I am so concerned by the increasing degree of perfection that we demand of ourselves and that we demand of others. If we continue to practice these unhealthy demands, we can and will fulfill a destiny of intense suffering. We will continue to build and reinforce a land of fear and a practice of blame. You see, as fear grows, it often promotes avoiding and blaming and hating. If you do not believe me, just watch some of our potential future leaders debate as the next presidential election approaches. The most frightening part about the practice of blame is that the primary feeling that underlies blame is discomfort; the same discomfort that is ripened and reinforced by perfectionist living and philosophies. Similar to the practice of numbing our emotions with food or drugs, blame distances us from our emotions as well. Blame is often gratifying in the short term; however, when we blame, we lose our ability to see the whole picture. We lose the opportunity for insight, the insight that allows us to see what is actually in our control. There is no problem or conflict that is completely 1 sided. And when we blame, we make it 1 sided and we spread fear in the process, we distance ourselves from guilt but also distance ourselves from truth and empathy.

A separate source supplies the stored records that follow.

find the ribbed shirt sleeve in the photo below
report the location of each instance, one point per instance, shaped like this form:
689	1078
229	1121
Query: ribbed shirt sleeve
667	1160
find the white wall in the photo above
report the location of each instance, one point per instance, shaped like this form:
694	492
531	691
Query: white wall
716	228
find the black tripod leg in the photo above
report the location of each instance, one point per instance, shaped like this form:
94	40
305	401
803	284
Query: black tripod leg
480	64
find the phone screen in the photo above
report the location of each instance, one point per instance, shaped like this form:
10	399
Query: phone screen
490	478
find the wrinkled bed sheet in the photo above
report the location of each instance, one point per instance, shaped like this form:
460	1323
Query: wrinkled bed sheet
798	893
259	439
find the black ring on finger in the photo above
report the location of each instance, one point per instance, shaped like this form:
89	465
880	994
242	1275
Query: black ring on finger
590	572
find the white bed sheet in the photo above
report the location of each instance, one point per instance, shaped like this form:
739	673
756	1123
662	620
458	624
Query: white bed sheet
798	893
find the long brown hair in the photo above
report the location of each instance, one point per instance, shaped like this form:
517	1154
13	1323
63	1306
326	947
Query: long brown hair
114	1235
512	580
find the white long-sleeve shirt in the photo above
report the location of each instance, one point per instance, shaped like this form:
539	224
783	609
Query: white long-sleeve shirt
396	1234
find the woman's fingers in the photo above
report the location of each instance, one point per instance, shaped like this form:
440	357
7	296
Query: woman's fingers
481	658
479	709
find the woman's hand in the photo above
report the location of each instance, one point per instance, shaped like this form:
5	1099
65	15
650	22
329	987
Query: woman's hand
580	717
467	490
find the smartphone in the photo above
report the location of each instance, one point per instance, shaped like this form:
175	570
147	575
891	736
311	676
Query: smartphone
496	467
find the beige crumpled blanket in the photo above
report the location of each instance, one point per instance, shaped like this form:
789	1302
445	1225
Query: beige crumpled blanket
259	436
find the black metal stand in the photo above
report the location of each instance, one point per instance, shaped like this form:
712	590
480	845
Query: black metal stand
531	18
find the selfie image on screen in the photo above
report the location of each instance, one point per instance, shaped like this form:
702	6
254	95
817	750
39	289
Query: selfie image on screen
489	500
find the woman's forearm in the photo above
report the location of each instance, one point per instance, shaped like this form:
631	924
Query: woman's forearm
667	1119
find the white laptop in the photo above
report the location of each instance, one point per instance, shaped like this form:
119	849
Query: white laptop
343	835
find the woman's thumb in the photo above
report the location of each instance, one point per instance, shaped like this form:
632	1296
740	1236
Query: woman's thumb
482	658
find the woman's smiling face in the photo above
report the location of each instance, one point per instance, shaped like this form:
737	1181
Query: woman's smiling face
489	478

Courage is the awareness and willingness to be vulnerable. Bravery is the desire to see all of ourselves; not just our strengths. And therefore, a life of freedom is cultivated by an acceptance and embracement of our imperfections. True heroism is founded in an acknowledgement and acceptance of our vulnerabilities. And be sure that our future is largely dependent on the choice to be heroic in this way. Be uncomfortable, make mistakes, and know that you and your imperfections are inherently worthwhile.
I want to thank Dr. Brene Brown for re positioning vulnerability into the frame of true courage. Dr. Brown’s thoughts, efforts, and work (which are largely reflected in this article) are so valued and so amazing and so important.